As Fleming et al. explain in their article on ligament injuries and osteoarthritis, “The ligament-injured joint is at high risk for osteoarthritis. Current conservative (e.g. rehabilitation) and surgical (e.g. reconstruction) treatment options appear not to reduce osteoarthritis following ligament injury. Mechanical instability is the likely initiator of osteoarthritis in the ligament-injured patient.” (52). The stability of the carpometacarpal joints of the fingers and thumbs depends on the integrity of the articular surfaces of the bones and on the health of the ligaments and muscles attached to them.(53).Without addressing the ligament laxity, sequelae from ligament injury can include chronic pain, chronically unstable or deformed joints.(54)

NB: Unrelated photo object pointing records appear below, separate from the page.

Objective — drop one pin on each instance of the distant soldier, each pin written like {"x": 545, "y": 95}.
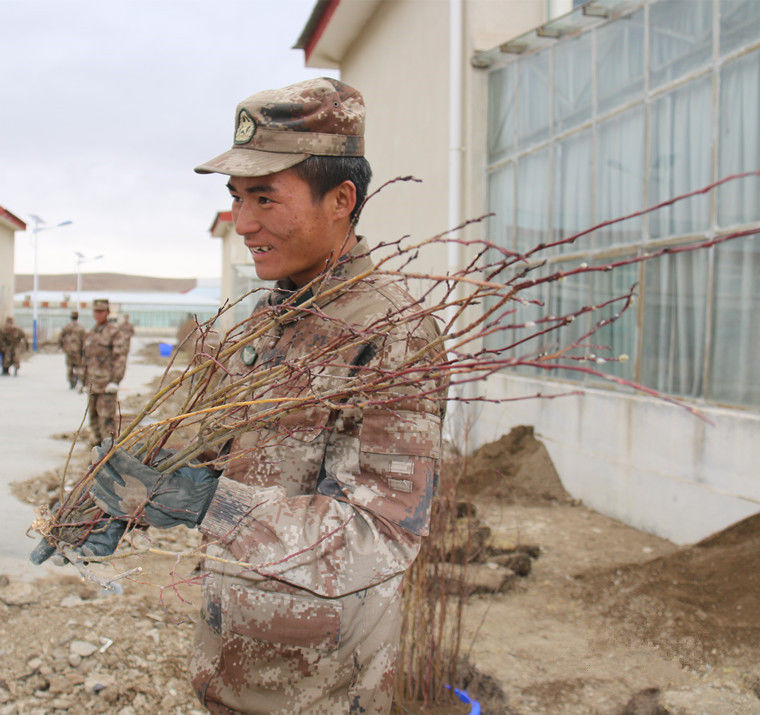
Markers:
{"x": 127, "y": 329}
{"x": 11, "y": 338}
{"x": 71, "y": 341}
{"x": 104, "y": 361}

Current conservative and traditional chronic pain treatments, such as for hand pain, do not work to repair ligament laxity, but generally do temporarily block the pain.(55) Because Prolotherapy corrects underlying ligament physiology and biomechanics, it has the potential not only stop the pain but also the degenerative process.(56) In his study on finger pain, Dr. K. Dean Reeves and associates showed that six series of injections of dextrose Prolotherapy not only caused improvements in pain and range of motion of the fingers, but also statistically significant improvement in joint narrowing score on Xrays compared to placebo.(57) This current study adds to the scientific literature that Prolotherapy helps decrease pain, stiffness, and medication usage for patients suffering with chronic hand and finger pain. More research is needed to see if indeed Prolotherapy can actually reverse the arthritic process.

CONCLUSIONS


The Hackett-Hemwall technique of dextrose Prolotherapy used on patients who had an average duration of four years, seven months of unresolved hand and finger pain and who were 18 months out from their last Prolotherapy session was shown to cause a statistically significant decline in their pain and stiffness. Since this small retrospective study showed promising results, further studies under more controlled circumstances and with larger patient populations should be done.